There are still a fair number of jazz recording labels out there but most of them
are small operations compared to the “old” days of Columbia, Victor, Vocalion,
Brunswick, Decca, Capitol, and so on. The current pantheon includes less
gargantuan producers such as Storyville, Delmark, Jazzology, GHB, Arbors – and
Stomp Off!
Stomp Off Records was the brain-child of Pennsylvanian Bob Erdos who launched
it in 1980 with funds from his previous career with Danskin, a manufacturer of
dancing apparel. His philosophy was to keep alive the early tunes of  jazz and to
do this with high quality recordings of contemporary performers of early
traditional jazz and ragtime from all over the world. There are hundreds of
releases on the Stomp Off label and the tunes on the vast majority of them
demonstrate Mr. Erdos’ penchant for preserving tunes of the genre that might
otherwise fade into oblivion; in other words, obscure stuff – such as:
CAMPBELL CAKEWALK – by ragtimer Brun Campbell, a protégé of Scott Joplin’

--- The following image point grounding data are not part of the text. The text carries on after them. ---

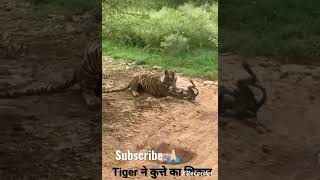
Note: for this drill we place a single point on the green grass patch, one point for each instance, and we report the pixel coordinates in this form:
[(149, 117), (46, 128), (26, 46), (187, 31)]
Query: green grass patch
[(201, 63), (287, 28), (64, 6)]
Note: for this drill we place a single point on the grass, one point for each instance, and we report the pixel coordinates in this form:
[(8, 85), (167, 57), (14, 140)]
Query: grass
[(64, 6), (287, 28), (201, 63)]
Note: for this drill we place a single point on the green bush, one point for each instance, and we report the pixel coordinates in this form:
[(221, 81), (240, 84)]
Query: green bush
[(175, 44), (167, 29)]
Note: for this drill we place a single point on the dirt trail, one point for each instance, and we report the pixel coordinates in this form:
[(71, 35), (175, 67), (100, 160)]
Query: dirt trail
[(291, 112), (144, 123), (48, 138)]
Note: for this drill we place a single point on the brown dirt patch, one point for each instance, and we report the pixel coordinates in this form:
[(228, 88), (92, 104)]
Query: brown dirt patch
[(138, 124)]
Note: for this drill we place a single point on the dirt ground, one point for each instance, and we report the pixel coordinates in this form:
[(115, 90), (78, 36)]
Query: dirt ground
[(291, 112), (43, 136), (139, 124)]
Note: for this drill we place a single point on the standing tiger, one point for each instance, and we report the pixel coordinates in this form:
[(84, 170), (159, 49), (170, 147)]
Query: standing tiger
[(88, 76), (155, 84)]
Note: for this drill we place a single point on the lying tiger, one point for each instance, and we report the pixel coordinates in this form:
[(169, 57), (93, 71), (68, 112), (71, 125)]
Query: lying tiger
[(88, 76), (155, 84), (159, 85)]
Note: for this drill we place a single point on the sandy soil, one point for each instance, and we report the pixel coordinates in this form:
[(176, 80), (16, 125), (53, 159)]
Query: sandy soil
[(291, 112), (139, 124), (43, 136)]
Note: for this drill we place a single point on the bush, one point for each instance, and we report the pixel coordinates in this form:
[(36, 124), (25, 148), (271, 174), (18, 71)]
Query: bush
[(168, 29), (175, 44)]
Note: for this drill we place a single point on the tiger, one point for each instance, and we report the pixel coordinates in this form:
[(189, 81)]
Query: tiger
[(88, 76), (156, 84)]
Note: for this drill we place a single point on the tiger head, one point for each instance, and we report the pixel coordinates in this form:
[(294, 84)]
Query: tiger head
[(170, 78)]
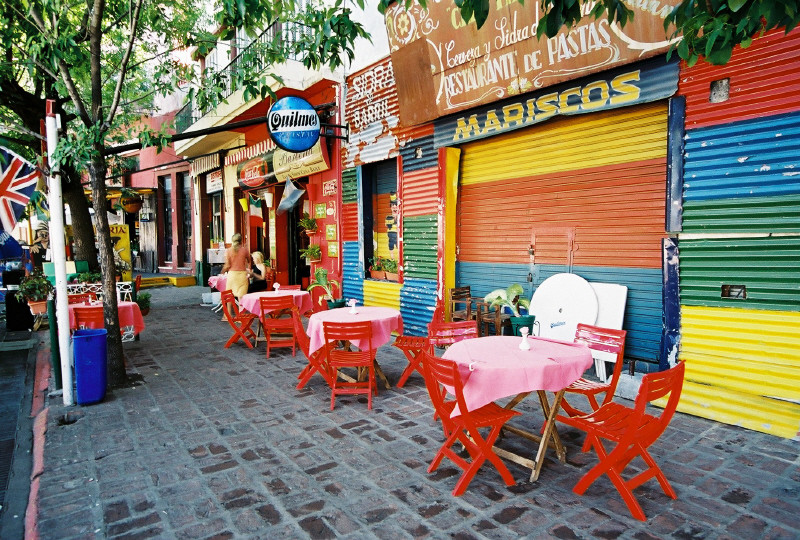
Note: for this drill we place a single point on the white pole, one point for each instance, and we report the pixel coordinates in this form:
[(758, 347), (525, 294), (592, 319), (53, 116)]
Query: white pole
[(57, 244)]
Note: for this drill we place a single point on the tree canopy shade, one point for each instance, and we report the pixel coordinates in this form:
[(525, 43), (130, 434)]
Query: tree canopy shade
[(710, 28), (103, 61)]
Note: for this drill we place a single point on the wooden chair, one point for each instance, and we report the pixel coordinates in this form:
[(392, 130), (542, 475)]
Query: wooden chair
[(464, 428), (489, 317), (317, 361), (412, 347), (89, 317), (241, 322), (606, 345), (80, 298), (336, 332), (461, 304), (276, 319), (633, 430)]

s, who, after giving up the piano, became a barber. It can be found on Stomp Off’s
“American Sampler Rag” performed by The Elite Syncopators.
FUNNY FEATHERS – by vocalist Victoria Spivey who recorded it, for Victor, in
1929, backed by the horn of Louis Armstrong. It can be found on Stomp Off’s
“Railroad Man” performed by Ted Des Plantes’ Washboard Wizards.
LITTLE LAWRENCE – composed by Jelly Roll Morton in 1930 and recorded by
his Red  Hot Peppers for Victor. It is on Stomp Off’s “Red Hot Band” by The Back
Bay Ramblers.
BEDELIA – written in 1903 by William Jerome and Jean Schwartz. It’s on Stomp
Off’s “Barbary Coast Favorites” performed by the Lu Watters-style group called
The Yerba Buena Stompers.
THIS IS THE MISSUS – written for George White’s “Scandals of 1931” by Lew
Brown and Ray Henderson. It was later recorded by Rudy Vallee and His
Connecticut Yankees. It is performed by Ernie Carson and The Castle Jazz Band
on Stomp Off’s “Where Am I Gonna Live?”
VINE STREET DRAG – 1929, by Andrew J. Brown and recorded by The
Missourians for Victor in that year. It can be found on Stomp Off’s  “Quality
Shout” by Vince Giordano’s Nighthawks.